The only time this disturbing trend was not our reality was when we rebuilt the world order with an eye toward equality of opportunity during the 20th century.

But it took two world wars, a Great Depression, and a looming cold war for world leaders to turn away from the dystopic laissez-faire economic models promoted by the followers of Adam Smith. In its place post-war leaders embraced a progressive policy agenda. This included steering resources, income, and power away from manipulative market players and towards democracy's middle-class.

The immediate goal was to turn American-style democracy into a showcase for the world to see.

The long-term goal was to eliminate the economic conditions that encouraged socialist revolution in Russia in 1917, and then allowed the serpents of Nazism to rise in Germany in 1933. As I pointed out in my book (p. 164), economic recovery and global stability in the post-war era were deemed too important to be left in the hands of rogue market players.

The legacy of these post-war policies was European recovery, stability and prosperity in Germany and Japan, and the eventual collapse of the Soviet Union.

During this period market regulations eliminated the terms "market meltdown" or "economic depression" from our language. Taxes were progressive and invested in education and infrastructure projects. Safety nets helped lift people out of poverty, while reducing anxiety and uncertainty in society. At the same time organized labor was embraced by liberals and conservatives alike.

Then something happened.

During the late 1970s we lost track of history and our sense of what actually made our markets flourish after World War II. Vietnam, Watergate, and OPEC only complicated things. We panicked over a world that was both changing and challenging the West. So, oddly, we began unraveling our post-war social contract in the 1980s.

We came to believe, against all reliable evidence, that rich people needed more money, which meant generous tax breaks. The flip side of that coin was to wage war on poor people instead of attacking the sources of poverty.

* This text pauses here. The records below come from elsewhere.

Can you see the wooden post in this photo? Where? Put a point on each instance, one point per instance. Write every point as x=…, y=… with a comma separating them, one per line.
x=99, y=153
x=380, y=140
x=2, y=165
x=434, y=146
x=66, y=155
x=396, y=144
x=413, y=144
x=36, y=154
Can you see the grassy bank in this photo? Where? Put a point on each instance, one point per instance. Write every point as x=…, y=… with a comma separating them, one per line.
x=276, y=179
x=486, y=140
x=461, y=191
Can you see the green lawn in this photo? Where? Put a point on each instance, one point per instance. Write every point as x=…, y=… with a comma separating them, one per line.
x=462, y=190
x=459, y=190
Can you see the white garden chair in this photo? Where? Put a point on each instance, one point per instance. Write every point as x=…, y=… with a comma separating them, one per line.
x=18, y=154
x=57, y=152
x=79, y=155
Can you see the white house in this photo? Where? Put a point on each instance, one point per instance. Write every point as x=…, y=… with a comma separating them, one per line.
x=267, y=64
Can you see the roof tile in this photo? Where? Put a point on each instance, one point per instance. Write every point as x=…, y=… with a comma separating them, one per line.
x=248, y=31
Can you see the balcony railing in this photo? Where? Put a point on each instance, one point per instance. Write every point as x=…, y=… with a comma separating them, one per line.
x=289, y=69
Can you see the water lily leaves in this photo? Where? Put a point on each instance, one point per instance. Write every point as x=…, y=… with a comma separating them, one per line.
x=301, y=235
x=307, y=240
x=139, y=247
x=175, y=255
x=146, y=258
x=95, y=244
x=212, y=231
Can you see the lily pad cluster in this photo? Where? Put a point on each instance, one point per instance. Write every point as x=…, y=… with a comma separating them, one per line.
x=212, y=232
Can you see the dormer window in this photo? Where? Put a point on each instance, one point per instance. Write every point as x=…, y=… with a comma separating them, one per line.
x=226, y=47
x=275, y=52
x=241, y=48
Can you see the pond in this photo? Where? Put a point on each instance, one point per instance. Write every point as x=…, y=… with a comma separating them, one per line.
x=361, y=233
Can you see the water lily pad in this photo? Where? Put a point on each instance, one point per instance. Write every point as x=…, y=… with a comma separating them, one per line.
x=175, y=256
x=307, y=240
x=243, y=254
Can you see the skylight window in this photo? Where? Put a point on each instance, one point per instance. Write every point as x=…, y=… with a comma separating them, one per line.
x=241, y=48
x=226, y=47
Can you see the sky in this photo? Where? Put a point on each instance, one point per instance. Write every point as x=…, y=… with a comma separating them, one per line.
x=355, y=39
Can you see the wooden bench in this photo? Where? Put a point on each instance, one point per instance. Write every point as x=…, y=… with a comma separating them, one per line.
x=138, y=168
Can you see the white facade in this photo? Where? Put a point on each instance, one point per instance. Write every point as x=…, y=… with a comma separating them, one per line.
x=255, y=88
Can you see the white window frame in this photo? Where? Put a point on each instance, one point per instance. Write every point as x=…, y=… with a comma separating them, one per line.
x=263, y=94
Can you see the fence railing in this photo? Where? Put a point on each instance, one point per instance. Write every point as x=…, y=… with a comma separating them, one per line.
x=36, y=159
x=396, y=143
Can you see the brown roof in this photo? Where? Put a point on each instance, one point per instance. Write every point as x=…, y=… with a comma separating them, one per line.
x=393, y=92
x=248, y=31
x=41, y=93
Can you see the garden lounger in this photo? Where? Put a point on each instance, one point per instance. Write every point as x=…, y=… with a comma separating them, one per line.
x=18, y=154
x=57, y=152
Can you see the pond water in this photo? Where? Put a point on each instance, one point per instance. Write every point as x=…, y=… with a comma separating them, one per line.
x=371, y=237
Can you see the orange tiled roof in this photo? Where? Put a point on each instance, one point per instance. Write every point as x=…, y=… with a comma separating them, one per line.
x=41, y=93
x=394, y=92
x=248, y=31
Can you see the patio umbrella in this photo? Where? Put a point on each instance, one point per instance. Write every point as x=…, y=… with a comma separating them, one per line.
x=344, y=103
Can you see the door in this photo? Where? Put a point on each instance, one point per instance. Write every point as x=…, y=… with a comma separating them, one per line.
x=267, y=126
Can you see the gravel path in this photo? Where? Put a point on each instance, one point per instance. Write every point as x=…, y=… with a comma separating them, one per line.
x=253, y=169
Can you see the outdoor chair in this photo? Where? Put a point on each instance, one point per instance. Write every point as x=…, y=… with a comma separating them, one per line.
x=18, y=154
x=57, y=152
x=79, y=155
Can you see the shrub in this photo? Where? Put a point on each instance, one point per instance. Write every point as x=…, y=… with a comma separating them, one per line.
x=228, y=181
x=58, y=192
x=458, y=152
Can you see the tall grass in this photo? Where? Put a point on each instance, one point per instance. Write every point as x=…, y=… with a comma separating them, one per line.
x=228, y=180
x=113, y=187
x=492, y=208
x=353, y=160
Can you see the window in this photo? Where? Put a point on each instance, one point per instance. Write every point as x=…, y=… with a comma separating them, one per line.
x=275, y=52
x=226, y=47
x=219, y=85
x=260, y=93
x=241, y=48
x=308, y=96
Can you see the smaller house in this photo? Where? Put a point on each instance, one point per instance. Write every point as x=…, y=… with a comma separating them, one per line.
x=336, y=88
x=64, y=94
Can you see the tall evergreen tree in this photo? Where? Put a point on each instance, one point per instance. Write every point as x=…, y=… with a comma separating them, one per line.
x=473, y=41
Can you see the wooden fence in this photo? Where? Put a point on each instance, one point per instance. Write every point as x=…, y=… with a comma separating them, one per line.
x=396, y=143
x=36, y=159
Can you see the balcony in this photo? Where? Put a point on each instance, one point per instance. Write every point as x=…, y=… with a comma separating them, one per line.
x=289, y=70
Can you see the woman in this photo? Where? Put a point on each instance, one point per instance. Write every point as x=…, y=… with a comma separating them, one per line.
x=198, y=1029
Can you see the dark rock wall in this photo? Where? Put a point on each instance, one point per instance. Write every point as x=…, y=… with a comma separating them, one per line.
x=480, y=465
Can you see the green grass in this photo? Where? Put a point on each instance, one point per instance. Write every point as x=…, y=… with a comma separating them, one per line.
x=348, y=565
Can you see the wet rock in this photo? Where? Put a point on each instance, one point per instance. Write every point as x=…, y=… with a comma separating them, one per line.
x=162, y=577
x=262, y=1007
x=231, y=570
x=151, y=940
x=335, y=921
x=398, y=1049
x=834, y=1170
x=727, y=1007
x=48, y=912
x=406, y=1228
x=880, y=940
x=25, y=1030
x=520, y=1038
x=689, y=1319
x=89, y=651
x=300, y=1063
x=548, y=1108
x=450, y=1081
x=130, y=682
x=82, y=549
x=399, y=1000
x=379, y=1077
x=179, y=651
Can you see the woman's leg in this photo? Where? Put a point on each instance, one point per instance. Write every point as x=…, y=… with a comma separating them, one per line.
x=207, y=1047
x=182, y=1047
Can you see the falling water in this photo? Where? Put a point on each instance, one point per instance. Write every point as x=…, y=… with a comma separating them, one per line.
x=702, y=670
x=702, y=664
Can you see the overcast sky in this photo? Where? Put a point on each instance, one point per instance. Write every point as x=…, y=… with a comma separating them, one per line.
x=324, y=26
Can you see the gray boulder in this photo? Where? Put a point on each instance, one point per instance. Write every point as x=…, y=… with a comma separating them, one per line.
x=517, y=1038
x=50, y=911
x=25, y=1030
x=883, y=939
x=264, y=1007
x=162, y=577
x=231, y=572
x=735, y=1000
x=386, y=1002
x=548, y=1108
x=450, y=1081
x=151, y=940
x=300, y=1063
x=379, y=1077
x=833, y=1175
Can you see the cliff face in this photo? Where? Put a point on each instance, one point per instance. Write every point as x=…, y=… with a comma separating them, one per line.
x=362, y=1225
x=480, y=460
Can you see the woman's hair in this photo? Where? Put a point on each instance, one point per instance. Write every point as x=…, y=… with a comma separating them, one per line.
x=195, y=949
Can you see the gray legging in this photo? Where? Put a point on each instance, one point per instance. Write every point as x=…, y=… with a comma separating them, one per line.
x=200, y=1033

Bailouts and favorable legislation became the name of the game. Today compromise is a dirty word in Washington, D.C.

Economic and political storm clouds have been hanging over America ever since.

Today the financial elites have taken control, with more than half of all current members of the U.S. Congress now categorized as millionaires. Taking note of this, one Princeton-Northwestern university study argues that the United States is now an oligarchy; a democracy in name only.

One thing is clear according to Thomas Piketty. Unless we change how we look at markets and market players today - and find a way to reign them in - we are headed for more inequality and increasing wealth gaps in America. As you might expect, the oligarchs will continue to thrive in this environment.

I'll be discussing all of this in my next book, which I'm going to finish this summer.